Starting in April, Helping carers choose good quality care providers.
Helping people to choose good quality, local care – information for care providers
The Department of Health is launching new online profiles for every registered care and support provider to the public in April 2013, alongside information and advice to help people understand, choose and compare their local care and support options.
People will be encouraged to use these new provider profiles on the NHS Choices website to help narrow down their search for good quality, registered care that meets their personal needs and preferences. The profiles are a major step in enabling people to make more informed and confident choices about care for themselves or family members.
Registered care providers will be able to use their profiles to tell people what makes their service special and how their support can improve someone’s quality of life.
Providers can use this search to find their existing profile on the website. The profiles are extremely basic at the moment, but providers have an excellent opportunity to add, for free, a range of information to promote their care service on one of the most visited websites in the UK. NHS Choices currently receives over 19 million visits per month.
If you are a care provider, you can use your profile to:
- give people a taste of what your organisation offers and of what makes you special.
- show how your support could enhance someone’s life, and provide details about the services you offer – for example, whether you provide specialised care for dementia sufferers if you provide residential care, or whether you provide live-in care services if you provide homecare.
- tell people about the quality of care you provide using new Transparency and Quality Compact measures agreed by care and support providers – for example how you perform on pressure care management in a residential care home or scheduled visits taking place on time for a homecare agency.
- show people how proud you are of your staff and why.
- provide useful practical details on things such as visiting times and menu options.
Take a look at what St Cecilia’s care home in Scarborough, Choice Support Aylesbury, the Good Care Group in London and the Oxfordshire Shared Lives Scheme have already done with their profiles.
From April, the provider profiles will also include comments by users of services, their families and carers, which have either been left on NHS Choices or other feedback websites which meet strict moderation criteria. This genuine customer feedback will further help people make decisions about their care.
What do care providers need to do now?
The Department of Health is finalising the new care and support provider area of the NHS Choices website and accompanying guidance now. From 7 March the website will be ready for you to add your organisation’s details.
Please look out for further information that will follow in early March, which will include resources and advice to help you complete and make the most of your online profile. You can however get ready for the 7 March now by registering your organisation:
- Visit the ‘Your pages’ area of the NHS Choices website, which has further details about the profiles and about how you can easily request editing access.
- Or, email NHS Choices direct to request editing access: provide your full name, email address, job title, contact number and postcode for each care organisation profile you would like to manage.
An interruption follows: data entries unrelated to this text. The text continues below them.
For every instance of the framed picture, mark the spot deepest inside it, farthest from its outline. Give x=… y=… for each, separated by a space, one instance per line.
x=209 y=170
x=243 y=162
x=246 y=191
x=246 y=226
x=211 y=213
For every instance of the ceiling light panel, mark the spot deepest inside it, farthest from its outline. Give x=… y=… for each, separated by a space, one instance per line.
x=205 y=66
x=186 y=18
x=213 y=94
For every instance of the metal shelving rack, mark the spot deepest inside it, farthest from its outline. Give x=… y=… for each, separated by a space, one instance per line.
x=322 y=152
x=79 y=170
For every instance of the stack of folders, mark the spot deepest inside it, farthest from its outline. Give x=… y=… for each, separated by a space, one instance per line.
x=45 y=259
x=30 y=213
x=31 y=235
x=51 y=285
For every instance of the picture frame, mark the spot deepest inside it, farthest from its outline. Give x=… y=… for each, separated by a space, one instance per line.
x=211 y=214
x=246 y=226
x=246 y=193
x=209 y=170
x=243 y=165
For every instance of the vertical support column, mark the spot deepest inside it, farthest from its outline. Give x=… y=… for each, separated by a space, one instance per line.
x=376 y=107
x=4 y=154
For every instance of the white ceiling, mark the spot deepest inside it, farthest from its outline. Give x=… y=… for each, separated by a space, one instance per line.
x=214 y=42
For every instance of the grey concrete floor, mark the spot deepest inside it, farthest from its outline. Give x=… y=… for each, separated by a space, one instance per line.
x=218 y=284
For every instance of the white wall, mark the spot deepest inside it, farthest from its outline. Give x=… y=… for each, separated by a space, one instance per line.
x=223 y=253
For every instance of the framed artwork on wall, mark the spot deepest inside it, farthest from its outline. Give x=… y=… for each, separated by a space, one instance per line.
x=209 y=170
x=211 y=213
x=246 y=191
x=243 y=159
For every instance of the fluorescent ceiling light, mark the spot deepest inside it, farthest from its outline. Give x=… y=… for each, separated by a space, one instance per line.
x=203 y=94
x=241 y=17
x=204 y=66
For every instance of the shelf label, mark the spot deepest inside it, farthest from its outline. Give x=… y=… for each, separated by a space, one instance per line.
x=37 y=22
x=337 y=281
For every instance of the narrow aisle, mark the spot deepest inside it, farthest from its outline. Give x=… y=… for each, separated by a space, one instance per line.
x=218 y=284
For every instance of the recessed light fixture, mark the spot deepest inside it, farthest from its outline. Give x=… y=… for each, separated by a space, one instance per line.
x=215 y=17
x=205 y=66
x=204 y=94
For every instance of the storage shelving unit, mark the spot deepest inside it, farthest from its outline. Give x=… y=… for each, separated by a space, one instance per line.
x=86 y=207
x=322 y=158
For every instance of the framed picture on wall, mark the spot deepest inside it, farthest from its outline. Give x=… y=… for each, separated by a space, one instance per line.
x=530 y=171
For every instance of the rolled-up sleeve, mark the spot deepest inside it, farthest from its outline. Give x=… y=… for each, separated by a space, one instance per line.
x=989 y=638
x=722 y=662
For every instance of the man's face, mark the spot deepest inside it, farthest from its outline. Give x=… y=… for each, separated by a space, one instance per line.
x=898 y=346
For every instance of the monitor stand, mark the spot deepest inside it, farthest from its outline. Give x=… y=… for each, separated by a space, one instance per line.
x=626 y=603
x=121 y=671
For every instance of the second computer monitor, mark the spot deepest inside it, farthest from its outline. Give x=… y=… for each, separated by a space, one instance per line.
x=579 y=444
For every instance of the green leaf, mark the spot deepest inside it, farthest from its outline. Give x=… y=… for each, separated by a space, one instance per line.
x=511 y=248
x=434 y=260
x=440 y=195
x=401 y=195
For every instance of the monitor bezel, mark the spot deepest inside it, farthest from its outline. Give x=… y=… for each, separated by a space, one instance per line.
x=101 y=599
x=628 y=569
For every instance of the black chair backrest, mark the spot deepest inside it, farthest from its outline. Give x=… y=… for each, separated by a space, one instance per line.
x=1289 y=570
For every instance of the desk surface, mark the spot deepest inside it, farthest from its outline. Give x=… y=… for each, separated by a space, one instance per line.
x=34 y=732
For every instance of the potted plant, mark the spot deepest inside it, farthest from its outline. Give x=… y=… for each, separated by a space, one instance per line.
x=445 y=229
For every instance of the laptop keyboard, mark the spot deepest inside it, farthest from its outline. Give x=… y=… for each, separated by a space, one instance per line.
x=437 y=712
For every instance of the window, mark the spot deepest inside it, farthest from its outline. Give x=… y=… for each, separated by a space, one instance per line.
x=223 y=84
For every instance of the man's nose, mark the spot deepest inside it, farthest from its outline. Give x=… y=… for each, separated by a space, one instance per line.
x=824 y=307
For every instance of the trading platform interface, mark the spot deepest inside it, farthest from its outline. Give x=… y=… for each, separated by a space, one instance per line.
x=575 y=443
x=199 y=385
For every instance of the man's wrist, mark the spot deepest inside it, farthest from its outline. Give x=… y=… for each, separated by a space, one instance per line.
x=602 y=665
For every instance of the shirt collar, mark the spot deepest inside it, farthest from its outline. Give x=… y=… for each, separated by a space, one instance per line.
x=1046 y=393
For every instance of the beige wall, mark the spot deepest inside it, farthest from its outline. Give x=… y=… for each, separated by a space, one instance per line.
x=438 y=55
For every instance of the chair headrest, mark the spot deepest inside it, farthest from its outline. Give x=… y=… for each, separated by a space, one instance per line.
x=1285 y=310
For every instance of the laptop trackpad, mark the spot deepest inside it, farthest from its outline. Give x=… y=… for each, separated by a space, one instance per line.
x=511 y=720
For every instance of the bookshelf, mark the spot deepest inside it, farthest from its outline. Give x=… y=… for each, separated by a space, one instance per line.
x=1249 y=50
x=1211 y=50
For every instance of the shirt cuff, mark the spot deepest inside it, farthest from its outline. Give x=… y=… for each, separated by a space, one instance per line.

- Important note: if your care service is part of a larger organisation or operates from several sites, please contact your head office before requesting editing access.
Further information:
Transparency and Quality Compact measures
The Government has worked with care and support providers and their representatives to develop a set of Transparency and Quality Compact measures. Providers can choose to complete and add these to their profiles to tell people about more detailed aspects of the quality of their care. The list of quality measures is:
- staff stability
- staff training
- complaints
- falls (residential and nursing care only)
- pressure care (residential and nursing care only)
- medication management (residential and nursing care only)
- scheduled visits taking place (homecare only)
- timeliness of visits (homecare only)
So far, quality measures have been agreed for residential and homecare services for older people. We now want to work with providers to develop similar measures for other types of care, such as Shared Lives or supported living.
Quality ratings
People have told us that they want to be able to compare care providers quickly, as well as having the option to find out more. The Secretary of State has asked the Nuffield Trust to carry out a review to consider whether aggregate ratings of provider performance should be used in health, and care and support, and if so how best this might be done. The Nuffield Trust is expected to report back to the Health Secretary, Jeremy Hunt, by the end of March 2013. If quality ratings are developed, this information would also be included on each provider’s profile alongside more detailed information about the care and support they offer.